5. christian inversions and rejections. the mutiny arguably really kicks off with the murder of lt. irving, the most outspokenly christian person in the group. christ symbolism through the "punished as a boy" scene through framing and posture. as lt hodgson so kindly spells out for us, cannibalism and (catholic) communion both involve the consumption of human blood and flesh. at mutineer supper time i was briefly convinced they were about to say grace (totally subjective on that one but whatev). hickey going up the hill to listen to his thoughts was very prophet-like imagery. hickey's final speech rejects god and religion. probably there are more examples but i think that's enough for this post that is already longer than i planned for it to be.

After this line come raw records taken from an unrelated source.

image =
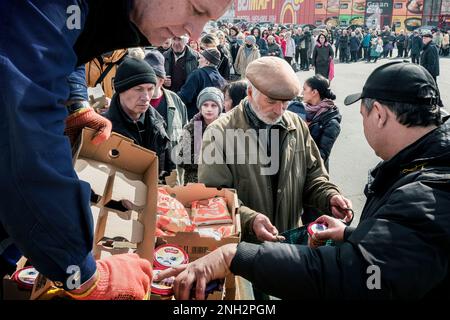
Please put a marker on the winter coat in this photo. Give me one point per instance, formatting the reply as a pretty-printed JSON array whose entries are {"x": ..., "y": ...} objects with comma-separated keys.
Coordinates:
[
  {"x": 187, "y": 142},
  {"x": 416, "y": 45},
  {"x": 401, "y": 40},
  {"x": 242, "y": 61},
  {"x": 195, "y": 83},
  {"x": 343, "y": 42},
  {"x": 402, "y": 239},
  {"x": 290, "y": 48},
  {"x": 225, "y": 64},
  {"x": 177, "y": 116},
  {"x": 302, "y": 177},
  {"x": 262, "y": 45},
  {"x": 430, "y": 59},
  {"x": 274, "y": 50},
  {"x": 366, "y": 41},
  {"x": 321, "y": 59},
  {"x": 155, "y": 137},
  {"x": 373, "y": 49},
  {"x": 190, "y": 66},
  {"x": 354, "y": 43},
  {"x": 324, "y": 130}
]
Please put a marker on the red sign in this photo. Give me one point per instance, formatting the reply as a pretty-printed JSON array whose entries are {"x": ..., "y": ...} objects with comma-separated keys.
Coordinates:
[{"x": 278, "y": 11}]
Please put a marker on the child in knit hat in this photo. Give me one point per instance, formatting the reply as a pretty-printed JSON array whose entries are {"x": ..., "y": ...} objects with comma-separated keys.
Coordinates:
[{"x": 210, "y": 105}]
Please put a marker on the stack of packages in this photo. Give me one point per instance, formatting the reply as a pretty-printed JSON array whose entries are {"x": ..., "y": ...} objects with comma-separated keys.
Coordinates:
[{"x": 208, "y": 217}]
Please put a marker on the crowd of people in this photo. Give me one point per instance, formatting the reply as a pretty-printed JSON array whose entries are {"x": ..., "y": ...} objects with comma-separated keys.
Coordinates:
[{"x": 176, "y": 99}]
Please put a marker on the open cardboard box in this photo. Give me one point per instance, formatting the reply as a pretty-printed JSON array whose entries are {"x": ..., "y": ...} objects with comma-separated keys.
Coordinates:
[
  {"x": 120, "y": 170},
  {"x": 197, "y": 246}
]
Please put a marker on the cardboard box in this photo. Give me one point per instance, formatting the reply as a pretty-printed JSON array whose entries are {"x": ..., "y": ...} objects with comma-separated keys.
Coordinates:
[
  {"x": 195, "y": 245},
  {"x": 123, "y": 171}
]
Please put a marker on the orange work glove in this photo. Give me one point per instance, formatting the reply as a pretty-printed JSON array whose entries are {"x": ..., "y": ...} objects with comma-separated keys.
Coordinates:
[
  {"x": 120, "y": 277},
  {"x": 87, "y": 117}
]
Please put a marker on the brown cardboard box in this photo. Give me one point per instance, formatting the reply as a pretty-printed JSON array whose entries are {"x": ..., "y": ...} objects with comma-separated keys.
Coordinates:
[
  {"x": 197, "y": 246},
  {"x": 131, "y": 173}
]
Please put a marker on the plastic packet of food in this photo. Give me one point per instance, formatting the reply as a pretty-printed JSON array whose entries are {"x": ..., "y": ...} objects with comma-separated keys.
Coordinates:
[{"x": 210, "y": 212}]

6. sexuality part 1. witches of the time and place were associated with non-normative sexual practices (including homosexuality, promiscuity, femdom, sexual coersion, so on and so forth). hickey is directly depicted in a sexual and romantic relationship with another man (who is also the one who first suggested mutiny in the first place, solidifying the narrative importance of the connection between gay people and mutiny. be gay do crimes but for serious). idk what the stance in general fandom scholarship is about the hickey-tozer dynamic, but i would say that is plausibly depicted as at least being implied to be not 100% heterosexual, which is particularly notable because that has important potential effects on how the power structure of the mutineer camp works — a chaste rank-based collegiality has a very different vibe than a situation where the main guy in charge and his second in command might be fucking (or kissing, or holding each other's faces in a sort of tender pseudo-religious way, or whatever else they might have been getting up to together) — this is getting a bit off from witchcraft but certainly there are many comparable depictions of witches coercing powerful men to do their bidding by using sexuality (see my non-existent au i just thought of just now that's based on lewis's the monk, i guess???)

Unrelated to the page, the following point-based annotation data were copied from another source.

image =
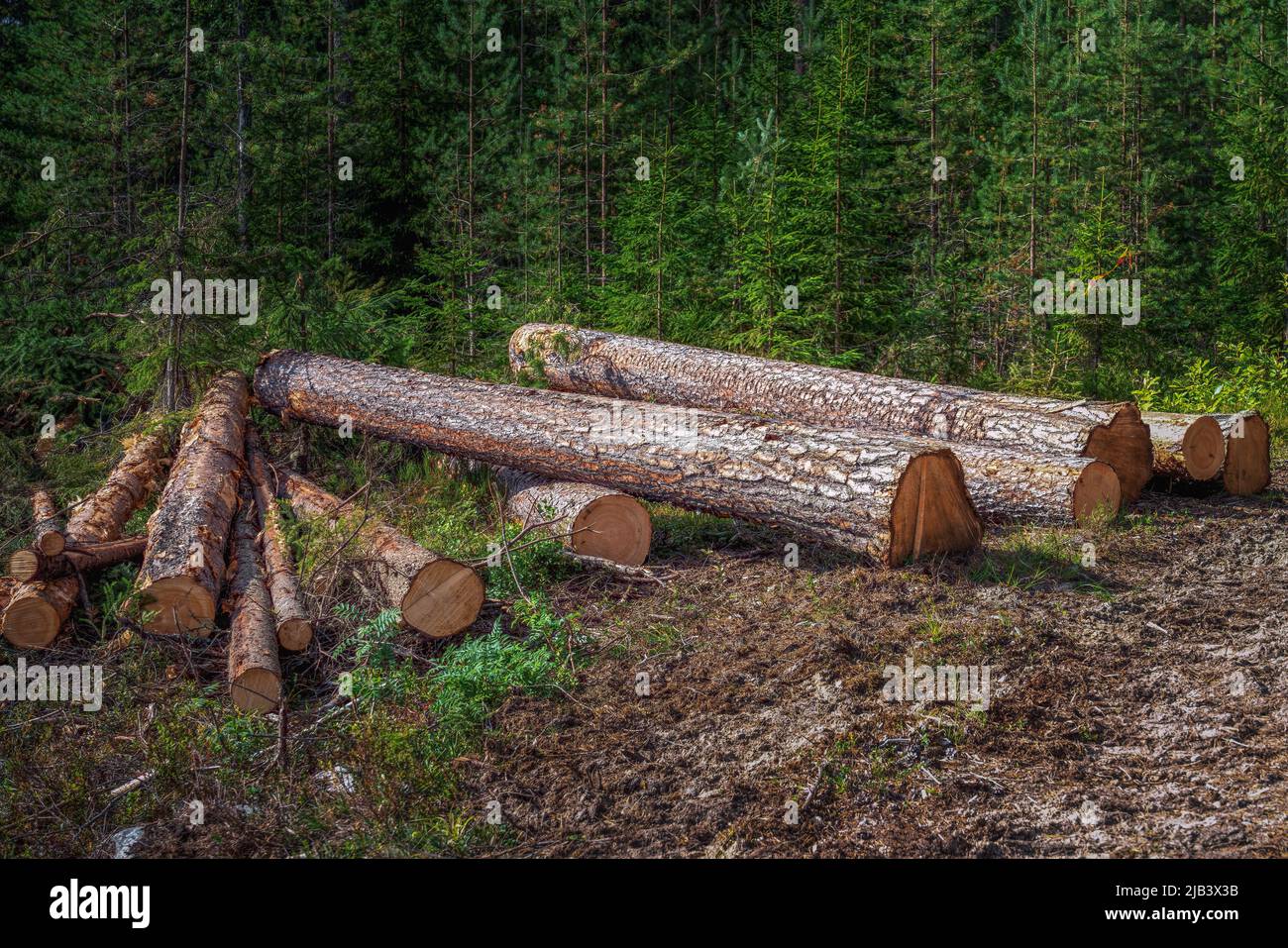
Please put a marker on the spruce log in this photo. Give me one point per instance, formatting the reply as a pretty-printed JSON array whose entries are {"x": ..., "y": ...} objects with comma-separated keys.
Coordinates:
[
  {"x": 604, "y": 364},
  {"x": 436, "y": 595},
  {"x": 183, "y": 566},
  {"x": 590, "y": 520},
  {"x": 890, "y": 497},
  {"x": 39, "y": 608},
  {"x": 254, "y": 672},
  {"x": 294, "y": 629},
  {"x": 1203, "y": 447}
]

7. sexuality part 2. witches also were notorious for doing castration to people. sorry, irving.
8. sexuality part 3. perhaps most notably witches were regarded as having sexual relationships with the devil. none of the mutineers ever gets it on with the tuunbaq obviously (although i feel confident that some adventurous fic writers out there have probably made this a subject of their study), but it is KIND of attempted symbolically. i talked about this already but it bears repeating here that the tongue is an erogenous body part generally, and there is possibly some mild extra narrative emphasis on that symbolism for hickey specifically, so the metaphorical self-castration of him cutting out his own tongue and offering it to the tuunbaq is a little bit giving weird sex. it's also giving nun/priest/monk-like disavowal of the potential for (at least a few types of) sex with human beings in favor of pledging oneself to a deity.

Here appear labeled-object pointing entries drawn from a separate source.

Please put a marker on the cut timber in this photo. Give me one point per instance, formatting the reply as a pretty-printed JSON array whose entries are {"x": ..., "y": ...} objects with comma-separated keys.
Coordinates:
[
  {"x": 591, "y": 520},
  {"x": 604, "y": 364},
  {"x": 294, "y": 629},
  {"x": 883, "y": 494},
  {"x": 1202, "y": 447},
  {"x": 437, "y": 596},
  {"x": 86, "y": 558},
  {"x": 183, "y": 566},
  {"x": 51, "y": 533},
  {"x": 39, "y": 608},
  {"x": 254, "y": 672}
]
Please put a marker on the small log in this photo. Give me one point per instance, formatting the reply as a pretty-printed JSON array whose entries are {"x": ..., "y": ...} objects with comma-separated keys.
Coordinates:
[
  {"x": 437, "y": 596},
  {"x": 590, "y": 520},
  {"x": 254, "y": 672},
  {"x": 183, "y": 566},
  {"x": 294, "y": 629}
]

9. human sacrifice. common trope with witches, and the clear point of hickey's dragging everybody up that hill with him when he goes also to attempt to sacrifice part of his own human self to the tuunbaq.
10. identity. this is a little less solid but there's often kind of a sense that witches aren't who they claim to be? see lewis's the monk again, with (spoilers, i guess) the character of monk rosario revealing himself actually to be matilda, a seductive witch, who eventually does a double reveal that she's a demon. the "i'm not really cornelius hickey" reveal is giving that, a bit.